France coach Didier Deschamps has named a final 25-player squad for the upcoming 2022 World Cup in Qatar, opting against selected the maximum number of players allowed: 26.
Paul Pogba and N’Golo Kante are two big names missing, both forced to sit this one out because of injury, while the likes of Eduardo Camavinga, Aurelien Tchouameni, William Saliba, Ibrahima Konate and Christopher Nkunku are each going to their first World Cup.
Bayern Munich are the signal most represented club side in the squad, with four players making the cut. Real Madrid have three players, while Paris Saint-Germain have just two.
Goalkeepers: Alphonse Areola (West Ham), Hugo Lloris (Tottenham), Steve Mandanda (Rennes)
Defenders: Lucas Hernandez (Bayern Munich), Theo Hernandez (AC Milan), Presnel Kimpembe (PSG), Ibrahima Konate (Liverpool), Jules Kounde (Barcelona), Benjamin Pavard (Bayern Munich), William Saliba (Arsenal), Dayot Upamecano (Bayern Munich), Raphael Varane (Man Utd)
Midfielders: Eduardo Camavinga (Real Madrid), Youssouf Fofana (Monaco), Matteo Guendouzi (Marseille), Adrien Rabiot (Juventus), Aurelien Tchouameni (Real Madrid), Jordan Veretout (Marseille)
Forwards: Karim Benzema (Real Madrid), Kingsley Coman (Bayern Munich), Ousmane Dembele (Barcelona), Olivier Giroud (AC Milan), Antoine Griezmann (Atletico Madrid), Kylian Mbappe (PSG), Christopher Nkunku (RB Leipzig)
France head into the tournament in Qatar as holders following their victory in Russia four years ago. The last time they entered a World Cup finals as defending champions it ended in a humiliating disaster, stunned in the opening game by first-time qualifiers Senegal and getting knocked out at the group stage without a win or even a goal in any of their three matches.

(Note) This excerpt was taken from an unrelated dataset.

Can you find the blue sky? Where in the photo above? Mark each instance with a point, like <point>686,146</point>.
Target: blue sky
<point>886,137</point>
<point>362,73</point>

This time, the French begin by facing Australia on 22 November, followed by games against Denmark and Tunisia over the next eight days.
Les Bleus are looking to become only the fourth country in the World Cup’s 92-year history to win a third title after Brazil, who have won five in total, and Italy and Germany, both on four.